Well, I learned that Google doesn’t find “everything” on the internet and sometimes you have to dig for it. So shovels in hand we spent a week digging through website after website after website. I only managed to “delicious” a fraction of them but the class was so enlightening on many levels. I have a new appreciation for phrases such as “digital collections,” “digital archives,” “virtual gallery,” and so forth. I learned far more than I wanted to know about Dublin Core, EAD, MARC and Library of Congress Authorities. Mainly we just dove right into those repositories’ sites. Think of a place. Most likely it has within driving distance (although on the internet this isn’t an issue) a local public library, a college or university, a state repository such as a state historical society, library or archive, and they all have governmental entities. I was surprised at how many of these entities have begun putting up digital collections of actual records on their websites. And if they didn’t have the actual records online, many many many had awesome finding aids that describe what they do have on location. Even then, if you know anything about an archival repository, you know that something like only 60% of their collection has been processed and cataloged. So while many, many records are going online everyday, STILL we need to visit these repositories. I think we would be really cutting ourselves and our research short if we rely solely on the Internet for our sources.

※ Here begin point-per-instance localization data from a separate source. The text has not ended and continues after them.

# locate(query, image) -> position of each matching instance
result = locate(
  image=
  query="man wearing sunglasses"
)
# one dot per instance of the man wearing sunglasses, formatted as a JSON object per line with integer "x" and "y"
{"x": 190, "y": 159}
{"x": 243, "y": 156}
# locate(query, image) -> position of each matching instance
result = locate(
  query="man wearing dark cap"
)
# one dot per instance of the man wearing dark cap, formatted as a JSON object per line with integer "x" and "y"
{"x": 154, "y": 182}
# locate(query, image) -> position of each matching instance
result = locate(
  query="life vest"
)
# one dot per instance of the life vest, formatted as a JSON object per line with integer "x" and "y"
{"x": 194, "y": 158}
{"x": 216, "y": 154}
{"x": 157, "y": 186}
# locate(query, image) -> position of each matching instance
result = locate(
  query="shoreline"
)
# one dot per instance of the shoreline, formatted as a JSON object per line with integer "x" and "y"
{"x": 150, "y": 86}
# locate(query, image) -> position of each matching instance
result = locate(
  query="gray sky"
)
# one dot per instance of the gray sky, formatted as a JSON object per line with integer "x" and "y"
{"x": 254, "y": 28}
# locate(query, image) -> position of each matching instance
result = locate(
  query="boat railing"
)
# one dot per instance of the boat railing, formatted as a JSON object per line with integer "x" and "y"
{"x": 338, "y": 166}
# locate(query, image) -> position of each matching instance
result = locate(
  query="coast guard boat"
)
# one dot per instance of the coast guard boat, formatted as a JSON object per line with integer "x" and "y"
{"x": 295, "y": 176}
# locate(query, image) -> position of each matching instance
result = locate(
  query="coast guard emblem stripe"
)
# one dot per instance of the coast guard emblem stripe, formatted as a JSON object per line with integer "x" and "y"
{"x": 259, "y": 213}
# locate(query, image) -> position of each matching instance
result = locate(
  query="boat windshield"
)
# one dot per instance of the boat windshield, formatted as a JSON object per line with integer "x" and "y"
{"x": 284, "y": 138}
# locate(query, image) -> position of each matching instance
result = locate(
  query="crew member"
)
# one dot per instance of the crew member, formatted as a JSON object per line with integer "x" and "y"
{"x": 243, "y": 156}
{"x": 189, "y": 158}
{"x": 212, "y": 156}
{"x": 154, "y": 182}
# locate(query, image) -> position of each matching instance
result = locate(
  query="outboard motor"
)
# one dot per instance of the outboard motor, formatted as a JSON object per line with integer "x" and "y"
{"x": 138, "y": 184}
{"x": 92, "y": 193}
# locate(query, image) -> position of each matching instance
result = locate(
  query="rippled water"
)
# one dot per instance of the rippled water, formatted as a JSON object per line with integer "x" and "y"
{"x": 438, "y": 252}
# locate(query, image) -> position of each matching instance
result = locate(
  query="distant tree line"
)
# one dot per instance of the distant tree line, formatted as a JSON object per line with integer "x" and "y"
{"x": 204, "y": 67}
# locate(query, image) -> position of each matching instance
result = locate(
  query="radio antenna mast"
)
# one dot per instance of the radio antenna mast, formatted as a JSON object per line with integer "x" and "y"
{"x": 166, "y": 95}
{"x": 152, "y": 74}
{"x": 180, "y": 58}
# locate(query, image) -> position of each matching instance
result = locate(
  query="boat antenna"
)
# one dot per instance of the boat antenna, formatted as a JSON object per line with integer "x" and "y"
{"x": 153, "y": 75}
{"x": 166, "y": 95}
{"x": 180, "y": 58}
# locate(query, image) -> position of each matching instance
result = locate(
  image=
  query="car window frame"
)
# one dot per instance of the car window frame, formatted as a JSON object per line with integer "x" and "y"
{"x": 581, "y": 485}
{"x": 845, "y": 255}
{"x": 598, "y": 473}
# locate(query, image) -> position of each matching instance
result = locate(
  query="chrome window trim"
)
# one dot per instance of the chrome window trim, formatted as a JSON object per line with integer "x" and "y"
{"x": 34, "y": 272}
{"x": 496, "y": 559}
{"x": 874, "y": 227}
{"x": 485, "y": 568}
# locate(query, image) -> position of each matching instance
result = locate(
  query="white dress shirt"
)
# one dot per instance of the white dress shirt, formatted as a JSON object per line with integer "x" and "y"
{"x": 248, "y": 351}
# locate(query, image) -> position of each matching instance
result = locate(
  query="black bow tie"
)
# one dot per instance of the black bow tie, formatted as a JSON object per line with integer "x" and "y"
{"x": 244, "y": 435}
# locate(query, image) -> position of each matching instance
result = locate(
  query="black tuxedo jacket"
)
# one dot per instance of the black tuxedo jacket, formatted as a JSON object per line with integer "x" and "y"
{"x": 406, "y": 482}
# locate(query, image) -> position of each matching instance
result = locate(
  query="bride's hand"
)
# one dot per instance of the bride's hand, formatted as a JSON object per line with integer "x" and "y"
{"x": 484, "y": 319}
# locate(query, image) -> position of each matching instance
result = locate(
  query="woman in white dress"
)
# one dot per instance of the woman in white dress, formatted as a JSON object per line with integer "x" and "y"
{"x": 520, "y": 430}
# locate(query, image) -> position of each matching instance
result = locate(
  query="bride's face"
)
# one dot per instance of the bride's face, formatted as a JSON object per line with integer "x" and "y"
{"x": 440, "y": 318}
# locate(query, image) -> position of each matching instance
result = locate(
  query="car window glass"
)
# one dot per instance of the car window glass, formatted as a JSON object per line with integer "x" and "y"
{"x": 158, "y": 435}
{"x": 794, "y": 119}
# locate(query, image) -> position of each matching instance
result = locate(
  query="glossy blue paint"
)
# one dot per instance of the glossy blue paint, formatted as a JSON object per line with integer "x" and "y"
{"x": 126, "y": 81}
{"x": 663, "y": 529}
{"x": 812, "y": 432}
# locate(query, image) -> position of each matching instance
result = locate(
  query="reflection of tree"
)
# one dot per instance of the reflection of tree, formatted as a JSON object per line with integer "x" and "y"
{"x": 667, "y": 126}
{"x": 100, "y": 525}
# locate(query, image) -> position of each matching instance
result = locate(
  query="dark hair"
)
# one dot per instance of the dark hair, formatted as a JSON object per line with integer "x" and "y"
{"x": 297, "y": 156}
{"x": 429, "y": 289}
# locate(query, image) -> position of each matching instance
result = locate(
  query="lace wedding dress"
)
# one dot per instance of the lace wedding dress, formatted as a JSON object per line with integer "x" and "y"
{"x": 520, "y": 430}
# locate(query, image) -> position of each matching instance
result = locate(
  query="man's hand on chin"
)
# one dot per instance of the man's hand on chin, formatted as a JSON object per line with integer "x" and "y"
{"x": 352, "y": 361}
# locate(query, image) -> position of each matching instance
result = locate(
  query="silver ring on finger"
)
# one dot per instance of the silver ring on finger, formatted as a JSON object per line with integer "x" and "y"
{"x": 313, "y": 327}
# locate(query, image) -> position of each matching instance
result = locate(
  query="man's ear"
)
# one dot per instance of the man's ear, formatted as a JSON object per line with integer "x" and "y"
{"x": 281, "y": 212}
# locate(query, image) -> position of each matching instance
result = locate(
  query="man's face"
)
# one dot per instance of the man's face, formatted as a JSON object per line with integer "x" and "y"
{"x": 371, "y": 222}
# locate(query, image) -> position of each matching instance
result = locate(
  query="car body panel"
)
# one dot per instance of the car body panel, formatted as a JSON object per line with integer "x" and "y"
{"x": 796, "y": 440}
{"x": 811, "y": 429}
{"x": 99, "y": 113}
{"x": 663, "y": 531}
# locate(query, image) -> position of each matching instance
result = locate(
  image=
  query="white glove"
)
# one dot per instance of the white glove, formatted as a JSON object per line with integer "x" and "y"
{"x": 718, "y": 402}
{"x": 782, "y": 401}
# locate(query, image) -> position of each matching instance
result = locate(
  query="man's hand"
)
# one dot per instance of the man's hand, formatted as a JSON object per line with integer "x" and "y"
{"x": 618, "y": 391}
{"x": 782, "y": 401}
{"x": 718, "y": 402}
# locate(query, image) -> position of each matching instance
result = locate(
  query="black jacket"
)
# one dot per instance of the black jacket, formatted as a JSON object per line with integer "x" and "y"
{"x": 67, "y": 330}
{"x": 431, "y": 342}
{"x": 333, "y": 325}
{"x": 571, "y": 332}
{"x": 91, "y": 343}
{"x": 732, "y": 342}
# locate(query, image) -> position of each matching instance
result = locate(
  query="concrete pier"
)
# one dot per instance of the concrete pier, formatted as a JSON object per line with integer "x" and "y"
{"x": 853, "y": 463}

I could go on about this class, but really you should find a time to take it yourself. Joshua was an excellent teacher. Very patient with those of us with technology handicaps, very patient when we asked him to “go back” and show us again, very patient with those of us in the end stages of pneumonia so we coughed a little more than normal and were possibly disruptive. He was very pleasant to ask questions to; every question was met with “That is an excellent question…” It was great to be in a smaller classroom with 20 other people rather than in a huge conference room with 200 other people, for a change.
My traveling companions and I stayed off-campus since one of us had a free hotel stay (bargain!) and we bought “community” food and packed our lunches everyday. (I will be ok if I never eat a PB&J again.) We found the LaRoche College Student Community Room to be quite comfy with couches and tables where we congregated for breaks and lunch and to compare notes about our sessions. Probably by far my favorite pun from this institute’s name was the fact that my genea-buddies and I began to refer to ourselves as “GRIPpies” and we got quite silly about it. But only in private. NEVER in the public eye. Well, almost never. (Except that time we told Joshua Taylor at NGS in Cincinnati that we were his “GRIPpies” and couldn’t wait for July. Pish posh, I bet he doesn’t even remember that.)
Thank you GRIP organizers for a great institute experience, thank you Joshua Taylor for an awesome class and thank you genea-buds for bringing me along. Next year the room is “on me” … well, I found us a free room I mean.